Le commandement de la police de l'État de Benue a intensifié ses opérations suite à un affrontement mortel de cultes à Gboko qui a coûté la vie à deux personnes. Les autorités ont arrêté un suspect et saisi des armes lors d'incidents liés dans tout l'État. Le commissaire a promis d'éradiquer le cultisme et appelé à la coopération du public.

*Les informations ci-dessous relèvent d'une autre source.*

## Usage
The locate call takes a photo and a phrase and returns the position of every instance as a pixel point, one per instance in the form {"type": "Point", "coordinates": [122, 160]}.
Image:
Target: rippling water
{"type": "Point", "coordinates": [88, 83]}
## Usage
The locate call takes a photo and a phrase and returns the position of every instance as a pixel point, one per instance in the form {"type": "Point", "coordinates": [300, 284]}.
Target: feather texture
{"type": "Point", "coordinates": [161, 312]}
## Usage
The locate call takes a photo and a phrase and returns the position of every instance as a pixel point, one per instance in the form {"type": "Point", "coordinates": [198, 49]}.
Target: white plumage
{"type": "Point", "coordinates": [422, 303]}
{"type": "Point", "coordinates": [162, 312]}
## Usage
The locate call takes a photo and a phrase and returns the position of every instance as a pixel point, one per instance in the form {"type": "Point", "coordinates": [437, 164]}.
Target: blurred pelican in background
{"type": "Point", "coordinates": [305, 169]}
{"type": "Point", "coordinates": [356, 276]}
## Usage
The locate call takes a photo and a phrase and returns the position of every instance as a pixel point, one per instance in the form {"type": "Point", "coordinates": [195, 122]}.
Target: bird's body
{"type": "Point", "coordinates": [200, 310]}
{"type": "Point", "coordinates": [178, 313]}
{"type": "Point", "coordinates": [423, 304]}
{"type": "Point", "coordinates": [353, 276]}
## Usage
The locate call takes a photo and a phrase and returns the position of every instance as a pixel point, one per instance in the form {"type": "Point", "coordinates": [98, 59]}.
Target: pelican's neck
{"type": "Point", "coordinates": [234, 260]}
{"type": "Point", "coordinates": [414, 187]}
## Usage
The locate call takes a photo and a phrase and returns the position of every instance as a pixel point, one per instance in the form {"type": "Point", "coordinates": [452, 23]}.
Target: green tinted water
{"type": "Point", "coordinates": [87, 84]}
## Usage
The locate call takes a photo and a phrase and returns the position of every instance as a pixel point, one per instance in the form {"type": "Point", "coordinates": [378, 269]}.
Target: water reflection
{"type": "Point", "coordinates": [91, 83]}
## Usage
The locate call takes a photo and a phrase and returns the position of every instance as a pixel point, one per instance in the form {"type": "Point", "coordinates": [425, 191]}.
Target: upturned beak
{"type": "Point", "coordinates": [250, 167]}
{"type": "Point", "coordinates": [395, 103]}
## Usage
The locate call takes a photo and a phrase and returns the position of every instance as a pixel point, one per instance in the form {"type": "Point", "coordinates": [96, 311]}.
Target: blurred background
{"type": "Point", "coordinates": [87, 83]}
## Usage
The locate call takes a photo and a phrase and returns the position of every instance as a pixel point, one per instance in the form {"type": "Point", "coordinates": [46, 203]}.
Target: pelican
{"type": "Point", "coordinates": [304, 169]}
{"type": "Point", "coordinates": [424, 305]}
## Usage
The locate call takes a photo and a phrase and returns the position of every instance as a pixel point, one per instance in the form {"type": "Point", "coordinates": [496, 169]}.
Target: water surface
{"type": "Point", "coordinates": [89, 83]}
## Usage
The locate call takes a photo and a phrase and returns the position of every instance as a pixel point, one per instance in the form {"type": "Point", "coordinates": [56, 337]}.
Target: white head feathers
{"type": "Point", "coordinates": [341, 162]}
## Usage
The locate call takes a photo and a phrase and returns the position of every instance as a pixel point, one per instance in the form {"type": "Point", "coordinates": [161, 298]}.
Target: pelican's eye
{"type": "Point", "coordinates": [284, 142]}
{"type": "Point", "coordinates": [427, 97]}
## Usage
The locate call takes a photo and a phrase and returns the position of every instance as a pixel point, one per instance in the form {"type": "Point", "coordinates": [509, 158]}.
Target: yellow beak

Le 3 janvier 2026, vers 4 h 15, la police a reçu un appel de détresse concernant un violent affrontement entre groupes de cultes rivaux dans la ville de Gboko, État de Benue. La confrontation a entraîné la mort de deux hommes adultes, dont les corps ont été retrouvés et transportés à la morgue de l'hôpital général de Gboko.
Le DSP Udeme Edet, porte-parole de la police, a confirmé l'incident dans un communiqué. Un suspect, Iorwuese Aluor, connu sous le nom de « Gatuso » et âgé de 34 ans, a été arrêté en lien avec l'affrontement. Le département d'investigation criminelle examine l'affaire, avec des efforts en cours pour arrêter les autres suspects en fuite.
Lors d'une opération distincte le même jour à 12 h 45 à Daudu, dans la zone de gouvernement local de Guma, trois membres présumés de la Confraternité des Vikings — Godwin Amough (« Devil Spoon », 23 ans), Tarakaa Mgbaweghga (« Biggi », 27 ans) et Terlumun Orpin (19 ans) — ont été arrêtés lors d'un raid au peuplement de Tyohena. Les agents ont saisi un revolver artisanal chargé d'une cartouche de munition. Les suspects ont été transférés au CID de l'État à Makurdi pour un interrogatoire approfondi.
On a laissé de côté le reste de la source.